Obsessions quasi maladives pour l’évaluation
Bernard Lahire(1)Auteur du livre Savoir ou périr, éditions du Seuil., sociologue et chercheur au CNRS, dans un entretien accordé à l’hebdomadaire Marianne(2)https://www.marianne.net/agora/entretiens-et-debats/bernard-lahire-il-ny-a-pas-de-paradis-scolaire-dans-le-monde., analyse les effets mortifères de l’évaluation permanente à laquelle sont soumis les enfants dans l’ensemble du système scolaire. Pour lui, ces mises en concurrence de fait entre élèves assèchent la curiosité naturelle : cette qualité originelle de tout enfant est annihilée par l’environnement capitaliste dans lequel fonctionne l’école, qui y est de plus en plus soumise.
Il critique fermement l’environnement anxiogène qui règne dans notre système éducatif, qui tend à privilégier des méthodes polluées par la notation permanente à un authentique apprentissage en profondeur qui s’appuierait sur le développement de l’esprit critique et sur des échanges fondés sur la raison universelle.
Effets pervers d’un tel système qui aggrave les inégalités
Il insiste sur le « lien entre peur de l’évaluation et perte de qualité de l’apprentissage ou perte de goût de la connaissance ». Il dénonce la situation faite aux mathématiques utilisées comme moyen de sélection, de classement des élèves, situation qui les détourne de l’intérêt pour cette matière.
Déjà, rappelle le chercheur, Marc Bloch déplorait ce tropisme de l’évaluation permanente qui aboutit au bachotage ou l’art d’apprendre à préparer un examen pour tout oublier le lendemain. Cela est conforté par l’expérience au Royaume-Uni qui consistait à doter les écoles en fonction des résultats des élèves aux tests. Cette méthode conduisait les élèves et enseignants à préparer et organiser les cours dans le seul but de réussir les tests afin d’obtenir le financement public. Conclusion de cette expérience : la culture générale historique, géographique, littéraire, mathématique… des élèves s’était considérablement dégradée.

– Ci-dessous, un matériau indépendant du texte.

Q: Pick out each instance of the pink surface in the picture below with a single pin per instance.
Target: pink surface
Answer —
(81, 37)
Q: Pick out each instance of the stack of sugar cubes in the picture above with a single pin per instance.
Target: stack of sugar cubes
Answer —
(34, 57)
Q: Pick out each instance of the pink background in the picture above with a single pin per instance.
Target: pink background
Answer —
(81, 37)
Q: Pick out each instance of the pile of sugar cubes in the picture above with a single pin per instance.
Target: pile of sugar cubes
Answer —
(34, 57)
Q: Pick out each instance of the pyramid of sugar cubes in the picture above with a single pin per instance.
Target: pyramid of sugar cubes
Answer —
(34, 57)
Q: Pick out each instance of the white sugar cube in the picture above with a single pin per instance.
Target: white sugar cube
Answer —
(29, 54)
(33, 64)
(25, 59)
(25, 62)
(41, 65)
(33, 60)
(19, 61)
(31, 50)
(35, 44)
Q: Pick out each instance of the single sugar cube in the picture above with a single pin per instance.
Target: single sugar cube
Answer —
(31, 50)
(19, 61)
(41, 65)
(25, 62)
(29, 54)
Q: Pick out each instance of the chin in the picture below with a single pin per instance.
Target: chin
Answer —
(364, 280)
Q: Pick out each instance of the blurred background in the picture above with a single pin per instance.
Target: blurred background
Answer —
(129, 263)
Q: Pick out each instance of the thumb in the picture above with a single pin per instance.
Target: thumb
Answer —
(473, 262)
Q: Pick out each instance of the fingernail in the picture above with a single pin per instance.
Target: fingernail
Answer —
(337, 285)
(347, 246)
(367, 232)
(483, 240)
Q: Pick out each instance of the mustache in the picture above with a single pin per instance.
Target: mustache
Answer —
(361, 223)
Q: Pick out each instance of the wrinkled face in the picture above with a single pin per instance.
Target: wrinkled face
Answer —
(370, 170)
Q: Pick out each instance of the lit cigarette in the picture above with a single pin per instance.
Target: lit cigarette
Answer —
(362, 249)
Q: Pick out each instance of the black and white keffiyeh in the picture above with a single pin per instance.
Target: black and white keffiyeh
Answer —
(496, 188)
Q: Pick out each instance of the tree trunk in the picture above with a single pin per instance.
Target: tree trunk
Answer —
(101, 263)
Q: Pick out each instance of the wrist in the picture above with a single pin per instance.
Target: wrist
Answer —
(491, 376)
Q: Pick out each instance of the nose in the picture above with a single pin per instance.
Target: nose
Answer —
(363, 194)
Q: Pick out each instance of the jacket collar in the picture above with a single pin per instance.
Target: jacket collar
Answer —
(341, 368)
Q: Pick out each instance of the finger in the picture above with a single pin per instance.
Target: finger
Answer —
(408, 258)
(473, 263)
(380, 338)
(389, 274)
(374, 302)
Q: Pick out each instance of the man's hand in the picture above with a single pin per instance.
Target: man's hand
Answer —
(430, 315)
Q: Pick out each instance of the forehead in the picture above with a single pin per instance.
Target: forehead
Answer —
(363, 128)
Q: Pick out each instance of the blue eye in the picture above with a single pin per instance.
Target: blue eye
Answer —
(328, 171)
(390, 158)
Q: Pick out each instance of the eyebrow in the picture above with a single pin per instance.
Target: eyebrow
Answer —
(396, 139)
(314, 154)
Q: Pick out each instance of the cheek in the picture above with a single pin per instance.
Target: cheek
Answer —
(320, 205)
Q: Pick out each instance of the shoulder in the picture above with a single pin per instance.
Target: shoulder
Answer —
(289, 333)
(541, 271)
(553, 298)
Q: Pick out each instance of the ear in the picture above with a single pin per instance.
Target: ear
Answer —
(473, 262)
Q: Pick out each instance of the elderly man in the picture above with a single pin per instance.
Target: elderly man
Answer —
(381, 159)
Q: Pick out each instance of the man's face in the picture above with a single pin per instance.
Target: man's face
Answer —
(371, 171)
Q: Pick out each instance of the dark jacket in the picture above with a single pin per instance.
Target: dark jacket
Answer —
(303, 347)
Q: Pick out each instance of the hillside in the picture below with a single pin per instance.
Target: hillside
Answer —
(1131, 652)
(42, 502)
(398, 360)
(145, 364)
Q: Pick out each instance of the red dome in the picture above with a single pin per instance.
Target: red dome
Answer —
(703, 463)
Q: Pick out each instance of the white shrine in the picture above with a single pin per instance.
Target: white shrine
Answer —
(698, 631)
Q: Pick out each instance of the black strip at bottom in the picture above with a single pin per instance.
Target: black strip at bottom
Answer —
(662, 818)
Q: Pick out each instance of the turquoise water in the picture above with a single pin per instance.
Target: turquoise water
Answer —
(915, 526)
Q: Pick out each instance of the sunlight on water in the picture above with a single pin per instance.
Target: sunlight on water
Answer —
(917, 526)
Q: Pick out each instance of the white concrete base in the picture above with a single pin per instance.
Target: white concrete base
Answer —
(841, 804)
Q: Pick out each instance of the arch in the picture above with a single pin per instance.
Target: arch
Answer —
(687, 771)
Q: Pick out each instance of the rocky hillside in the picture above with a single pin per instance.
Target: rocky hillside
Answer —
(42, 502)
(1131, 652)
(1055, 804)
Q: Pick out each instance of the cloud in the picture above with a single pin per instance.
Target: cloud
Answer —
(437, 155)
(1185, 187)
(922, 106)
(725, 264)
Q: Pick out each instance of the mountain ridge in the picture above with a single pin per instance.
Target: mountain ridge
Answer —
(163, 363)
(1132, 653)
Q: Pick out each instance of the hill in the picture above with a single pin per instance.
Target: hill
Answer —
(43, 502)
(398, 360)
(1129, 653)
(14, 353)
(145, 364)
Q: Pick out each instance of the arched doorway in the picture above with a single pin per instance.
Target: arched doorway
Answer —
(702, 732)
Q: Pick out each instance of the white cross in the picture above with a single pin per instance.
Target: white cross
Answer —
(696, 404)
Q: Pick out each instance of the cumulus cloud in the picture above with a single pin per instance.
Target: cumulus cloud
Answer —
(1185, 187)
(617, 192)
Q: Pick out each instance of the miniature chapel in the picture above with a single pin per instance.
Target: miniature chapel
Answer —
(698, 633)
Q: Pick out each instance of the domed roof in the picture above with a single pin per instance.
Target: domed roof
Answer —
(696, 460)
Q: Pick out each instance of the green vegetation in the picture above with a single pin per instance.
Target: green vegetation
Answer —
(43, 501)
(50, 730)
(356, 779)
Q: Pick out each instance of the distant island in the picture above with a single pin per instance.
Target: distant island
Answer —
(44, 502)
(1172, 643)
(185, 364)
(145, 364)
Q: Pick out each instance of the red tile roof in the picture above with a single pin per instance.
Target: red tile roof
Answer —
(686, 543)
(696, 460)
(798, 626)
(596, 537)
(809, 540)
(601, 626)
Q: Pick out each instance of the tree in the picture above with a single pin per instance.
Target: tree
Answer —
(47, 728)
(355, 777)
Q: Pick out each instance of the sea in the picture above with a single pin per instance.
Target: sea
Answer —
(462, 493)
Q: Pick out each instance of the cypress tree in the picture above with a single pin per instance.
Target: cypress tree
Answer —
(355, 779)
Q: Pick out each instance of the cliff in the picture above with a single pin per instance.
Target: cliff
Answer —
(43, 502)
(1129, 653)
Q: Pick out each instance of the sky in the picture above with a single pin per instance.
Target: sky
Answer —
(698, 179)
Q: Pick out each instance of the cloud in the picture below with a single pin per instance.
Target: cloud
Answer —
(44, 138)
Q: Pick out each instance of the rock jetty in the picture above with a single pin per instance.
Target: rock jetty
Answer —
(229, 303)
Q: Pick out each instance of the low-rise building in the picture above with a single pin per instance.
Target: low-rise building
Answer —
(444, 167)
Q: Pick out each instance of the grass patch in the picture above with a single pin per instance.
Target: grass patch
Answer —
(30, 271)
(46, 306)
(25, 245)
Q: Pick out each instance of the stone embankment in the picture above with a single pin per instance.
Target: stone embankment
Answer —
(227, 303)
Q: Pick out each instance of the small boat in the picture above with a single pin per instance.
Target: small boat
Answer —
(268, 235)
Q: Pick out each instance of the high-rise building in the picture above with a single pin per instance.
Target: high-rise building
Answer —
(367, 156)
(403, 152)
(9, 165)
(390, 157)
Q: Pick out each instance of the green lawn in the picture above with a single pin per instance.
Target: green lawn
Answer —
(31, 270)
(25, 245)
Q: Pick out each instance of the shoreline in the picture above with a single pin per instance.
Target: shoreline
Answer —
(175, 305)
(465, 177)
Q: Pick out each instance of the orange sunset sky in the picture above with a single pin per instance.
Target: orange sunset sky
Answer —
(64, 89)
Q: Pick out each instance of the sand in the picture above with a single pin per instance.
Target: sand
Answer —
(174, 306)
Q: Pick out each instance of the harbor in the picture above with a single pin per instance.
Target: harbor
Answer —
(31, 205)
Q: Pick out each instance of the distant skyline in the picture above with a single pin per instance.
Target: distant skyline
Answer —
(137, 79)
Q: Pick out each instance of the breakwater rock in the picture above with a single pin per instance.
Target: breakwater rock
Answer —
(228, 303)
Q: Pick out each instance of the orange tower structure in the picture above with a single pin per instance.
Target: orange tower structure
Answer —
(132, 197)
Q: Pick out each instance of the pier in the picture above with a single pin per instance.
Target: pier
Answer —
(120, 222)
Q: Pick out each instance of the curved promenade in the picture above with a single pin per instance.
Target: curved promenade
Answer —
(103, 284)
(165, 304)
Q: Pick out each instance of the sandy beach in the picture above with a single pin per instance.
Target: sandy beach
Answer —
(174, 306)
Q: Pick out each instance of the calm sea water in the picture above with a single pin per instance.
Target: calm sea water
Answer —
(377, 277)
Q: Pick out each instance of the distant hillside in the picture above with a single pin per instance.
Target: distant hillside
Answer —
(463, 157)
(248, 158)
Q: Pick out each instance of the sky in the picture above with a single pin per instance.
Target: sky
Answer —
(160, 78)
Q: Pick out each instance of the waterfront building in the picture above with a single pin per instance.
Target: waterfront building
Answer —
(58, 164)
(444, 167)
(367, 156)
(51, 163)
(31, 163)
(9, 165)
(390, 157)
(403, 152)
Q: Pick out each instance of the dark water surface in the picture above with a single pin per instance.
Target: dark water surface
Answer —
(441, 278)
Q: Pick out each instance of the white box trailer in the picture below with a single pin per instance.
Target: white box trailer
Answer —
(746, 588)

Pisa et tête pleine vs tête bien faite
Loin de nous l’idée de refuser tous les aspects des résultats de Pisa qui montre une dégradation de la qualité des formations. Cela ne nous empêche pas de pointer du doigt les défauts de cette évaluation internationale : son objectivité apparente est contredite par une vision utilitariste de l’éducation. Ainsi, elle se concentre sur les seuls aspects facilement mesurables. Cela laisse de côté toutes les autres missions de l’école qu’on ne peut mesurer, comme tout ce qui relève de la philosophie qui invite à penser le sens de la vie, les finalités humaines à promouvoir. Les évaluations se centrent sur la vitesse de lecture, les opérations mathématiques plus ou moins complexes, des notions scientifiques.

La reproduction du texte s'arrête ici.